Cartesia's Batch Speech-to-Text API is compatible with OpenAI's API, making migration simply a matter of changing a few parameters.

<Card horizontal title="Back to migration guides" icon="arrow-left-from-arc" href="/use-the-api/stt/migrations">
  Migrating from OpenAI realtime transcription and others
</Card>

## Endpoints

**Cartesia Native:** `/stt` - Full feature support\
**OpenAI Compatible:** `/audio/transcriptions` - Drop-in replacement for OpenAI

## Using the OpenAI SDK

Replace your OpenAI base URL with `https://api.cartesia.ai` to use the compatibility layer for Cartesia:

### Supported parameters

* `file` - The audio file to transcribe
* `model` - Use `ink-whisper`
* `language` - Input audio language (ISO-639-1 format)
* `timestamp_granularities` - Include `["word"]` to get word-level timestamps

**Response Format**: Always returns JSON with transcribed text, duration, language, and optionally word timestamps.

For the complete parameter reference, see the [Batch STT API documentation](/api-reference/stt/transcribe).

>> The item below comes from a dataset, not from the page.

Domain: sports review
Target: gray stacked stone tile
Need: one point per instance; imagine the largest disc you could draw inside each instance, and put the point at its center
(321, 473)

Point the OpenAI SDK at Cartesia's base URL and switch the model to `ink-whisper`:

<CodeGroup>
  ```python theme={null}
  from openai import OpenAI

  client = OpenAI(
      api_key="your-cartesia-api-key",
      base_url="https://api.cartesia.ai"
  )

  with open("audio.wav", "rb") as audio_file:
      transcript = client.audio.transcriptions.create(
          file=audio_file,
          model="ink-whisper",
          language="en",
          timestamp_granularities=["word"]
      )
      
  print(transcript.text)
  ```

  ```typescript theme={null}
  import OpenAI from 'openai';
  import fs from 'fs';

  const client = new OpenAI({
    apiKey: 'your-cartesia-api-key',
    baseURL: 'https://api.cartesia.ai'
  });

  const transcription = await client.audio.transcriptions.create({
    file: fs.createReadStream('audio.wav'),
    model: 'ink-whisper',
    language: 'en',
    timestamp_granularities: ['word']
  });

  console.log(transcription.text);
  ```
</CodeGroup>

## Direct API Usage

Both endpoints accept identical parameters and return the same JSON response format:

### Cartesia Native Endpoint

```bash theme={null}
curl -X POST https://api.cartesia.ai/stt \
  -H "X-API-Key: your-cartesia-api-key" \
  -F "file=@audio.wav" \
  -F "model=ink-whisper" \
  -F "language=en" \
  -F "timestamp_granularities[]=word"
```

### OpenAI-Compatible Endpoint

```bash theme={null}
curl -X POST https://api.cartesia.ai/audio/transcriptions \
  -H "X-API-Key: your-cartesia-api-key" \
  -F "file=@audio.wav" \
  -F "model=ink-whisper" \
  -F "language=en" \
  -F "timestamp_granularities[]=word"
```

## Summary

To migrate from OpenAI Speech to Text to Cartesia:

1. **Update the base URL**: Change from `https://api.openai.com/v1` to `https://api.cartesia.ai`
2. **Update authentication**: Replace your OpenAI API key with your Cartesia API key
3. **Update model names**: Use `ink-whisper` instead of OpenAI's model names
4. **Keep the same endpoint**: Continue using `/audio/transcriptions`
5. **Avoid unsupported parameters**: Remove `prompt`, `temperature`, and `response_format` parameters
6. **Use timestamp\_granularities (Optional)**: Add `timestamp_granularities: ["word"]` to get word-level timestamps

The core functionality remains the same, with JSON responses containing transcribed text and optional word timestamps.